7. rights of persons

Under the RODO, you have the following rights:

  1. The right to access your personal data, including obtaining information about the scope of the processed data and obtaining a copy of the data;
  2. The right to rectify or supplement your data;
  3. The right to request deletion of your data in cases provided by law;
  4. The right to data portability, i.e. the right to receive in a structured, commonly used machine-readable format the personal data you have provided to us, if the processing of such data is based on consent or contract and by automated means, provided that such technical possibility exists;
  5. The right to request that the Company restrict the processing of your personal data;
  6. Right to withdraw consent - if your data is processed based on consent, you have the right to withdraw such consent at any time. Withdrawal of consent does not affect the lawfulness of processing that was carried out on the basis of consent before its withdrawal;
  7. Right to object - you have the right to object at any time, on grounds relating to your particular situation, to the processing of your personal data based on the Company's legitimate interests.  In such a case, the Administrator shall no longer be allowed to process such personal data, unless the Administrator demonstrates the existence of compelling legitimate grounds for the processing which override the interests, rights and freedoms of the data subject, or grounds for establishing, asserting or defending claims;
  8. Right to object to direct marketing - if your personal data is processed by the Company for direct marketing purposes, you have the right to object at any time to the processing of personal data for such marketing, including profiling, to the extent that the processing is related to such direct marketing.
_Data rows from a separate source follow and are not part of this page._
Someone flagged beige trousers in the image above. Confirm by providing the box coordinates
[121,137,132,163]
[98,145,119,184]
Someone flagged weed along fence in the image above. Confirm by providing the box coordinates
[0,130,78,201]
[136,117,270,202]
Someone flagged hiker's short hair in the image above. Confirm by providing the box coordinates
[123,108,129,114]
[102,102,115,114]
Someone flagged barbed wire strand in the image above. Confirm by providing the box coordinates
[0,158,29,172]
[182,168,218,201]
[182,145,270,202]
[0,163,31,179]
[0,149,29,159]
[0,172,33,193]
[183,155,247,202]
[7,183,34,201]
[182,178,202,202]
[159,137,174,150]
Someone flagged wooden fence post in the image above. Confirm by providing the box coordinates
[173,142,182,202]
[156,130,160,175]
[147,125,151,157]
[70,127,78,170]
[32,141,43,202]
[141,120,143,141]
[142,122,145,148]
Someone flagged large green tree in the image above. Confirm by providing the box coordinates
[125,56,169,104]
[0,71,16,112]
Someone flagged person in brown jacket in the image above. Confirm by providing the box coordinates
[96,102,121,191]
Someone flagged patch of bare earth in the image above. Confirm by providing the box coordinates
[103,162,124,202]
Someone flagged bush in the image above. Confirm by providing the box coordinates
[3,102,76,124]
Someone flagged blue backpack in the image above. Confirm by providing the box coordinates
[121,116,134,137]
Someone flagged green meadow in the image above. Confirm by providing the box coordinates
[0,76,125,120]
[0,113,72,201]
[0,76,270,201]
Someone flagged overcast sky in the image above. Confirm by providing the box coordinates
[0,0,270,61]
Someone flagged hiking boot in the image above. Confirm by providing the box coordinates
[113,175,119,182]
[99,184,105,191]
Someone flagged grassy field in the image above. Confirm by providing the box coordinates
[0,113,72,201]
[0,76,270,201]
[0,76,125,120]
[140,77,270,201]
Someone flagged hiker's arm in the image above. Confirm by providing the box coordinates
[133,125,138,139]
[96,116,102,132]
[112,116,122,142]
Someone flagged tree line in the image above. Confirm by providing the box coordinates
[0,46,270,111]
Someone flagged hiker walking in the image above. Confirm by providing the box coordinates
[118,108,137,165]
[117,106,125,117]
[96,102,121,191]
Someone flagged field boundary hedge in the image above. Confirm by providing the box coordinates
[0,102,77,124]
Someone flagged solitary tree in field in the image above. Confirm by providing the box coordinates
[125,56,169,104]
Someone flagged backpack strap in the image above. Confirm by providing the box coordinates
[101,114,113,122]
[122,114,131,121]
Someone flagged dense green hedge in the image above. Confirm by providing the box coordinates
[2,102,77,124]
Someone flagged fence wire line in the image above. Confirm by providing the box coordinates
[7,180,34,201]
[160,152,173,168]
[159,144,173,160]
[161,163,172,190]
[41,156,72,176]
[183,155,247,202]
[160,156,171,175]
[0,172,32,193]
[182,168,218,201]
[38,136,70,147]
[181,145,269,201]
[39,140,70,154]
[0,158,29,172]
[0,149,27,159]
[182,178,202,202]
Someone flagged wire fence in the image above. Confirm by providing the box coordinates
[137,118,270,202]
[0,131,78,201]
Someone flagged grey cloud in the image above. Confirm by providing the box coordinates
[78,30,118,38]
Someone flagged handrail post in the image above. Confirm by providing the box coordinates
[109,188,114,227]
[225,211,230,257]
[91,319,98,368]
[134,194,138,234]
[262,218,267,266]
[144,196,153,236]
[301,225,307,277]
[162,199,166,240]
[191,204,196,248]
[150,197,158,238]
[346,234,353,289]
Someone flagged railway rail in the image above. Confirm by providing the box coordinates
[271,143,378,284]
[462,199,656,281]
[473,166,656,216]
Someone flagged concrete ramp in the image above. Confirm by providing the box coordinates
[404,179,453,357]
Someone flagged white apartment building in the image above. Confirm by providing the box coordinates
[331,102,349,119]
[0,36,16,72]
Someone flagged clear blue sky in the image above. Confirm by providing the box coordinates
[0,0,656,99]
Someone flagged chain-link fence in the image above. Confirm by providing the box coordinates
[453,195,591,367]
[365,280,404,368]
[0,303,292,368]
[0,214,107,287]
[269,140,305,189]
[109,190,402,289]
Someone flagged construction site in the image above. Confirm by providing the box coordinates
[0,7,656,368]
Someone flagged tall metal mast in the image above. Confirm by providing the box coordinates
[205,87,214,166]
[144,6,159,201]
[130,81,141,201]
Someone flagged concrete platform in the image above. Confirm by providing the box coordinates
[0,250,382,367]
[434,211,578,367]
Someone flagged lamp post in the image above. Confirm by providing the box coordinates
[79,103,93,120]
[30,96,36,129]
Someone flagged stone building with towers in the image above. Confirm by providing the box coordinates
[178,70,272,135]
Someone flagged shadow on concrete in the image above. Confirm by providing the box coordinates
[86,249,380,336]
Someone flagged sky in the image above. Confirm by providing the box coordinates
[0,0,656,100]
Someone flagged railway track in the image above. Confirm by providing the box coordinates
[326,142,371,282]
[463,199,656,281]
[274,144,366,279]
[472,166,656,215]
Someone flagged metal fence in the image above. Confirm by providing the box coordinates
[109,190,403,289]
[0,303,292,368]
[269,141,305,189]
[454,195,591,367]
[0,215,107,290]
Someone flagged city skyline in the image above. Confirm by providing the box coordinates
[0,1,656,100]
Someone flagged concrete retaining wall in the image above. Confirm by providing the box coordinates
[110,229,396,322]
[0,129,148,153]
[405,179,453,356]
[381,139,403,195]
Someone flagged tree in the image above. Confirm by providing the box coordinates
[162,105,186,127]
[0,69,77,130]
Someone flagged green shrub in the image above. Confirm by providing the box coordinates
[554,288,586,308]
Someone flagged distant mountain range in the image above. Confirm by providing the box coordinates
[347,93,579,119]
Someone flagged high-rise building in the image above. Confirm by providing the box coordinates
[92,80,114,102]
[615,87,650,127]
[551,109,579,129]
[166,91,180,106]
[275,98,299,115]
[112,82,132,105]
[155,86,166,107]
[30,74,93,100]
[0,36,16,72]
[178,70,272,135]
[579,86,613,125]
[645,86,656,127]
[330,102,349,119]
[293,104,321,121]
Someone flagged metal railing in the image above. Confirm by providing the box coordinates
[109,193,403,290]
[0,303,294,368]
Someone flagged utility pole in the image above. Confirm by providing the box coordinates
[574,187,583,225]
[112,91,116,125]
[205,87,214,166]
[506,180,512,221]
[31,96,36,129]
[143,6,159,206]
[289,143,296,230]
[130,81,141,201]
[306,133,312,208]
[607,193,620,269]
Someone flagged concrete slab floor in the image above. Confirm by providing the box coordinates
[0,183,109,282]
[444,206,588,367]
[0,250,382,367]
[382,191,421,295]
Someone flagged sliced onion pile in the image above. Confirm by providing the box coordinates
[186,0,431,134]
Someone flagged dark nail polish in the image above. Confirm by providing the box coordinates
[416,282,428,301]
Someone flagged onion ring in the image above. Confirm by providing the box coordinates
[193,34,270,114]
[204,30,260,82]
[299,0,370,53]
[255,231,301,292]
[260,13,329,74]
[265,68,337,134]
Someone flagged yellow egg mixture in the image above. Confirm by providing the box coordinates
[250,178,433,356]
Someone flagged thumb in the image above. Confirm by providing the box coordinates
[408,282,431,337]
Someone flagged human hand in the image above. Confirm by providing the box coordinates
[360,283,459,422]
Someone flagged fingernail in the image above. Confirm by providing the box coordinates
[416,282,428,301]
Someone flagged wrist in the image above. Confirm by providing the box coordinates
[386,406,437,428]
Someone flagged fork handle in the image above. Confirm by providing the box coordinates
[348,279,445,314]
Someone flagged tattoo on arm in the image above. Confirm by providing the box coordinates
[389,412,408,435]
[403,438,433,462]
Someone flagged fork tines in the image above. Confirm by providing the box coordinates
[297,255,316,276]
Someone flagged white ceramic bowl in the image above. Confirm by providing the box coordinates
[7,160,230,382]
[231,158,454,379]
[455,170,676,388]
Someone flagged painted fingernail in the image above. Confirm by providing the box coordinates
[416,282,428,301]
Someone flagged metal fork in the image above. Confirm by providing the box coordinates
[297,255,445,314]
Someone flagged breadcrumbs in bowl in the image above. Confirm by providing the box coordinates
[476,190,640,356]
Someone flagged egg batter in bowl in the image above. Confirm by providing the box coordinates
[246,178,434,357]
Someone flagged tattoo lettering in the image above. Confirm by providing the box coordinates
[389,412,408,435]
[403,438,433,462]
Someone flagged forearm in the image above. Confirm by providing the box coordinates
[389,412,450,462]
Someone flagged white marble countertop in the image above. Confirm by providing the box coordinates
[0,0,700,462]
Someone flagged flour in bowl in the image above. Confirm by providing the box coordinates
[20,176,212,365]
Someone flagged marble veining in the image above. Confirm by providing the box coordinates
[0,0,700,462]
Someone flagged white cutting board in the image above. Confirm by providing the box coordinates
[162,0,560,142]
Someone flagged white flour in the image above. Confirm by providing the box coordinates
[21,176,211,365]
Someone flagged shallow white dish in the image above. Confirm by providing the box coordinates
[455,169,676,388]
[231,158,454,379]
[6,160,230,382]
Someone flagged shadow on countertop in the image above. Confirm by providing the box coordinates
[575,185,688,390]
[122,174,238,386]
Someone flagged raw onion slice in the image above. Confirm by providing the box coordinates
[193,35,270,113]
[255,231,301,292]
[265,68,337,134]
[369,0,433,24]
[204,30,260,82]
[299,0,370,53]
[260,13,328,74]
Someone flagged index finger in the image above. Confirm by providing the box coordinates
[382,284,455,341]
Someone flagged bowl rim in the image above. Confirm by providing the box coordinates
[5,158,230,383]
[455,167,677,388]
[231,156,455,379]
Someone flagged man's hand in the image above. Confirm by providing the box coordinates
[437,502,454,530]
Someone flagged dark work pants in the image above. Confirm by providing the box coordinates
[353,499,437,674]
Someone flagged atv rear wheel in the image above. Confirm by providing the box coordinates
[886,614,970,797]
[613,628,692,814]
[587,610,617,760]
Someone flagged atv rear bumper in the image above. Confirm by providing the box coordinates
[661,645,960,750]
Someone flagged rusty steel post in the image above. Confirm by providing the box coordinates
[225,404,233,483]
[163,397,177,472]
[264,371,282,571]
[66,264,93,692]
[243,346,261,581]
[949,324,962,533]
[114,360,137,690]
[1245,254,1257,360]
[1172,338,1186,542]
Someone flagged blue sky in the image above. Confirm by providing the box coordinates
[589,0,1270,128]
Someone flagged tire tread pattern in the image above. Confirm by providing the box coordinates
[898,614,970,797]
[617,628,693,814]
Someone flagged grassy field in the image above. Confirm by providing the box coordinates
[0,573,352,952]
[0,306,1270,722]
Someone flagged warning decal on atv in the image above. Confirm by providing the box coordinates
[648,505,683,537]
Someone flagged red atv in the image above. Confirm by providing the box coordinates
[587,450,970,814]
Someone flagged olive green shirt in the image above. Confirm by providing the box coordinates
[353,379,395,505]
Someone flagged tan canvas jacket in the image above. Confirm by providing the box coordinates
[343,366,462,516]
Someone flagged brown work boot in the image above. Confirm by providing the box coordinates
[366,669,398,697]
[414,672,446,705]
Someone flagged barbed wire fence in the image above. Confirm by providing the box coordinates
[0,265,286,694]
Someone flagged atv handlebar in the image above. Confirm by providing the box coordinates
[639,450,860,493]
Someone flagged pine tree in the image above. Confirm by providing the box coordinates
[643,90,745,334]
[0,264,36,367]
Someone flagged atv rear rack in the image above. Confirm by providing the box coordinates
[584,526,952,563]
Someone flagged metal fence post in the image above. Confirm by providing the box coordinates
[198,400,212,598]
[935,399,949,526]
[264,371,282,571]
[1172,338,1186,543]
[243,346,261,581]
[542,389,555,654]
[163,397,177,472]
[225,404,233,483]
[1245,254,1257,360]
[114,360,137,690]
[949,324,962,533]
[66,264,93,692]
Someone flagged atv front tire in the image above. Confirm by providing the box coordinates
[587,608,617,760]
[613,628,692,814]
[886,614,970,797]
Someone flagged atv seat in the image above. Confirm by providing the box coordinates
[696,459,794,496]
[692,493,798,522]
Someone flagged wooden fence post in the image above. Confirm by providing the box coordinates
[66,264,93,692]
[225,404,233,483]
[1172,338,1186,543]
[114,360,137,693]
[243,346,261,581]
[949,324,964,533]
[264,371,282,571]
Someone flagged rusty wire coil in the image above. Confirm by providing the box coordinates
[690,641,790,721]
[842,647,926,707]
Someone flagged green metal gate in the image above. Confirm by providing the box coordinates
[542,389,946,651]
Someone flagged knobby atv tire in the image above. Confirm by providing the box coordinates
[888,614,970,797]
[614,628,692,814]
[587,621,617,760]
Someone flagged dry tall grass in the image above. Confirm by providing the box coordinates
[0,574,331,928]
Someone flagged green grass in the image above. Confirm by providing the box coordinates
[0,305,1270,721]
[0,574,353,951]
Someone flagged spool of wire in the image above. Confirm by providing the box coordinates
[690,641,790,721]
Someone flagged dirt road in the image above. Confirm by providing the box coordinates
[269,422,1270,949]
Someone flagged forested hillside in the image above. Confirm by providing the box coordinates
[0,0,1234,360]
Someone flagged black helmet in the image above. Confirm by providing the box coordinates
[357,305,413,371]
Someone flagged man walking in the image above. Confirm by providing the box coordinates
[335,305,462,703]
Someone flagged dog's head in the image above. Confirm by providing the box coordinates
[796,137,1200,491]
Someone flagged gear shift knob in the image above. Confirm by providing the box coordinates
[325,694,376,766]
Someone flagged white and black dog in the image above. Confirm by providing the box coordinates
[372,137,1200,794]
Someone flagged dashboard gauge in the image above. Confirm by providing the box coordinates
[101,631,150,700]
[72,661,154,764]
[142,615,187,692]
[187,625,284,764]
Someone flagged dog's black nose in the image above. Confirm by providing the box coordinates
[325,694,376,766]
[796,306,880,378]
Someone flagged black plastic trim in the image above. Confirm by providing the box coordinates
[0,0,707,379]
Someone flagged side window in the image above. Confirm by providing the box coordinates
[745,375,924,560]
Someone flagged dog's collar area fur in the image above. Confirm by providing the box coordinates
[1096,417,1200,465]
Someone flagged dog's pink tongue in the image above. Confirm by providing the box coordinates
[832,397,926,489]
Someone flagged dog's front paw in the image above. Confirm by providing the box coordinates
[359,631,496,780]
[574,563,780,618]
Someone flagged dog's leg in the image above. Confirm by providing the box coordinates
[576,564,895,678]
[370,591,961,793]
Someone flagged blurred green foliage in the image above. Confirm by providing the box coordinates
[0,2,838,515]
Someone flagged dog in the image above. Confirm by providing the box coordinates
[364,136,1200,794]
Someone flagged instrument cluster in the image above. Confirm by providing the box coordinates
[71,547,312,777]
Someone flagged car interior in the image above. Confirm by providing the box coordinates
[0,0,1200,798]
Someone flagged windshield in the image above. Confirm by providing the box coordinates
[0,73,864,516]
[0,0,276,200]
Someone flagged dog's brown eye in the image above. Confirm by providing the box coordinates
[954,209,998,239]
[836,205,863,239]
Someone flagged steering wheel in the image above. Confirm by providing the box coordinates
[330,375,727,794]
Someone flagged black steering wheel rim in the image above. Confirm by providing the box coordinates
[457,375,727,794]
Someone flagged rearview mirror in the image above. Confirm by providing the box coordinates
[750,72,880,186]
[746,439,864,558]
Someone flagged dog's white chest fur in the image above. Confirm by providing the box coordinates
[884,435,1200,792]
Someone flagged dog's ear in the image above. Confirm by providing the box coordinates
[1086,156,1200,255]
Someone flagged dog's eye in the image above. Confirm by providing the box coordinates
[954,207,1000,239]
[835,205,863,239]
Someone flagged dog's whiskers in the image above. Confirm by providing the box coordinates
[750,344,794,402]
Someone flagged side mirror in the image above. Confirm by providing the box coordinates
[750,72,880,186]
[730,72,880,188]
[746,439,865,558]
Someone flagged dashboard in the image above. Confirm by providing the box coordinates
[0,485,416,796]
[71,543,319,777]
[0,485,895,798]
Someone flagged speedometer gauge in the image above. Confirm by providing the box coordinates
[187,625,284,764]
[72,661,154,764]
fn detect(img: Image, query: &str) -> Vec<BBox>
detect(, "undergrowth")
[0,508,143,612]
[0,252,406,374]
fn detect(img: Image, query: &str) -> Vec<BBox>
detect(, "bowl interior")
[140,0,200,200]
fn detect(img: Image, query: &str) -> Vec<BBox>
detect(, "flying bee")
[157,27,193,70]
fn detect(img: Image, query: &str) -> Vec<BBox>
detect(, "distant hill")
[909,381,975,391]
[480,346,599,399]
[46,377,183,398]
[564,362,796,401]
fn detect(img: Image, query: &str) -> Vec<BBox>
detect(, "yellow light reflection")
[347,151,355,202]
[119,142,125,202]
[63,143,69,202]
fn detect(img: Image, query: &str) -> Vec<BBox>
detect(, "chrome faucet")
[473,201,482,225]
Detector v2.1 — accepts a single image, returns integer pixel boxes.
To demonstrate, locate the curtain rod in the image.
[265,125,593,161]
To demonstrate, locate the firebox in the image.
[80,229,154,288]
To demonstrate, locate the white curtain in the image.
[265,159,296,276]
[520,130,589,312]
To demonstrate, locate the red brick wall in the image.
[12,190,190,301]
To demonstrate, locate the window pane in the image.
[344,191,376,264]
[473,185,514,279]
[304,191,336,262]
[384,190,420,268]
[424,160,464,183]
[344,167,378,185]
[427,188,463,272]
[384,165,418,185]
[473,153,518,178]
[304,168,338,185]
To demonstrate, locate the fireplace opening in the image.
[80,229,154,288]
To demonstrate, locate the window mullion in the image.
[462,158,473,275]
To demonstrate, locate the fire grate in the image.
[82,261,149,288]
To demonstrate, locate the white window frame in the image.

In order to exercise the rights referred to in this section of the Privacy Policy, you may contact the Company by sending a relevant message in writing or by e-mail to the contact details: marketing@yarrl.pl

The right to lodge a complaint with the supervisory authority
If you consider that your personal data is processed by the Company in violation of the provisions of RODO, you have the right to lodge a complaint to the supervisory authority, which in Poland is the President of the Office for Personal Data Protection.

PROFILING
We do not make decisions about you based solely on automated processing, including profiling, that would produce legal effects or similarly materially affect you.

8. Final provision

8.3 This Privacy Policy is for information purposes only and shall be reviewed on an ongoing basis and amended as necessary, in particular in the event of changes in the scope of services offered, technological developments and adaptation to changes in applicable laws.

8.4 The current version of the Privacy Policy has been adopted and is effective from 01.12.2023.